A sybil farming attack on WUSD.fi and GLOVE drained roughly $200K from Uniswap V3 liquidity pools on Ethereum. No audit caught the reward mechanic flaw.
Somebody figured out the math before the protocol did. On May 25, a single attacker walked away with roughly $200K from two Uniswap V3 pools tied to the WUSD.fi and GLOVE protocol on Ethereum. Not a bug in the contract code exactly. More a case of a reward mechanism that never asked who it was rewarding.
Blockchain security researcher exvulsec flagged the incident on X, laying out the full on-chain trail. The attacker used a flash loan, cycled through fresh wallets, and dumped harvested GLOVE tokens into the liquidity pools before anyone caught it.
The Mechanic Nobody Stress-Tested
Inside WUSD.fi’s contract sits a function called WUSD._englove. According to exvulsec on X, any fresh wallet wrapping at least 100 WUSD while holding under 2 GLOVE could call Glove.mintCreditless and receive up to 2 GLOVE tokens. No identity check. No rate limit. Nothing.
The attacker deployed EIP-7702 helper contracts, pulled a Morpho USDT flash loan, then ran repeated wrap and unwrap cycles across fresh wallet addresses. Each new address qualified again. GLOVE kept minting.
Harvested GLOVE went straight into Uniswap V3. The GLO-USDC pool lost 11,702 USDC in observable drains. The GLO-USDT pool shed 8,079 USDT. Both figures confirmed via Etherscan at time of reporting.
What the Community Clocked
SecureAI on X put it plainly: the exploit was not the contract itself. It was the reward mechanism design. Audits tend to look at code logic. They rarely stress-test economic incentive paths the way an attacker will.

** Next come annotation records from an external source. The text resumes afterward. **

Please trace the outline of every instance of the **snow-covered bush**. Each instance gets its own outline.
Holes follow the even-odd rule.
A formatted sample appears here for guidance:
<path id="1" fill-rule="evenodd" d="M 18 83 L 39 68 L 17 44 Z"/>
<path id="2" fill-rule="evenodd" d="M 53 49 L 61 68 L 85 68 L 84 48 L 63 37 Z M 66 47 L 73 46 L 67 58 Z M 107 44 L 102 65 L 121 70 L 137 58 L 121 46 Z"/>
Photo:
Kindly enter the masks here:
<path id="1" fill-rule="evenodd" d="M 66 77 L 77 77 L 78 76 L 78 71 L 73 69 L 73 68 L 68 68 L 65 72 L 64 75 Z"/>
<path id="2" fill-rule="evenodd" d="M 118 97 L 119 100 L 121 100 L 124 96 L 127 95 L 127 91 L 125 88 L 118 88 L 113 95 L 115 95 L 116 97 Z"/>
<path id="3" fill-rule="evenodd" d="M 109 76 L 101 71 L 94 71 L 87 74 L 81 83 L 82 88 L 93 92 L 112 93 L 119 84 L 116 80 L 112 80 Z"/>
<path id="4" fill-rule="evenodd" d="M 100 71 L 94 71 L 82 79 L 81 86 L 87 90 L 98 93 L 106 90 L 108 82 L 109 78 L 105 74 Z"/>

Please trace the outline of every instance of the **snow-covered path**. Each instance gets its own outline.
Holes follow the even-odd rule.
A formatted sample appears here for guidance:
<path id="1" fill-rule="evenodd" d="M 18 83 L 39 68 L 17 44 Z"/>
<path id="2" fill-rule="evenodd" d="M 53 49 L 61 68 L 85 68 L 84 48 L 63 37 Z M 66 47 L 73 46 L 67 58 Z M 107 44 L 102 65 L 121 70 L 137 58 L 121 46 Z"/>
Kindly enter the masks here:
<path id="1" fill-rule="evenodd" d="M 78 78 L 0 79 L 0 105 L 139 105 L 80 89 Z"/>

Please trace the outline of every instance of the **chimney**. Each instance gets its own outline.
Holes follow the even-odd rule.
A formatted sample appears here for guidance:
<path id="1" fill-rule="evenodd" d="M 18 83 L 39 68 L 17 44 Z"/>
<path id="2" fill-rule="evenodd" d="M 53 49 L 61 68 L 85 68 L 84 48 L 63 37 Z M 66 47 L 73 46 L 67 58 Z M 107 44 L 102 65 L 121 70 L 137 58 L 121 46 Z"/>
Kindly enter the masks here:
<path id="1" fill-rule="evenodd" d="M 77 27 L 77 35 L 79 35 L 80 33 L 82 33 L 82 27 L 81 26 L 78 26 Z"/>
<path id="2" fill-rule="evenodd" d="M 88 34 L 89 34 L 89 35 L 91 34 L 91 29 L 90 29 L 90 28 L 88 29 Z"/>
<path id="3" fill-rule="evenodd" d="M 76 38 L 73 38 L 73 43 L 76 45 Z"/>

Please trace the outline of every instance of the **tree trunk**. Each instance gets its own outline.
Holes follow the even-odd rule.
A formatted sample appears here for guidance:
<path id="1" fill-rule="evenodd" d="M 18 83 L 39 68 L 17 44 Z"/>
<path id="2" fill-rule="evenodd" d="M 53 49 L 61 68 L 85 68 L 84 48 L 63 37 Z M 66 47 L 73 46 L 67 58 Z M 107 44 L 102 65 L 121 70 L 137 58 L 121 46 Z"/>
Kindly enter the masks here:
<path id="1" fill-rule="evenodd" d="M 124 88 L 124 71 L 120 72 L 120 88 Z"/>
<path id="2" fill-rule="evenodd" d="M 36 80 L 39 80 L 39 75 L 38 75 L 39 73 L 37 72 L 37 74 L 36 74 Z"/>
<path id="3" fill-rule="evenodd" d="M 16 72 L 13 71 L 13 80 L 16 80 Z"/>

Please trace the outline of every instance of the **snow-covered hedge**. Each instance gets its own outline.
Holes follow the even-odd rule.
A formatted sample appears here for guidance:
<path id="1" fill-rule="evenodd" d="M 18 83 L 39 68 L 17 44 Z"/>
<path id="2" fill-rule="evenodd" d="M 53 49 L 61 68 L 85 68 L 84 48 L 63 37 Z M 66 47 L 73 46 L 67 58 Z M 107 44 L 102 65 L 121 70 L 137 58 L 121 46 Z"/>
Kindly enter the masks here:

Chinese-language crypto account aegixe_cn on X called it another incentive abuse attack and warned users to understand a protocol’s mechanics before putting money in. That kind of reminder lands differently when $200K has already left the pool. DeFi exploits have been stacking up this year, with May alone seeing multiple liquidity-layer incidents across Ethereum.
No oracle manipulation. No reentrancy. Just a minting function handing out tokens to anyone who showed up with a fresh address. The attack kept going as long as new addresses kept qualifying. And they did, part of a pattern that has cost DeFi nearly $770M in 2026. Per the filings.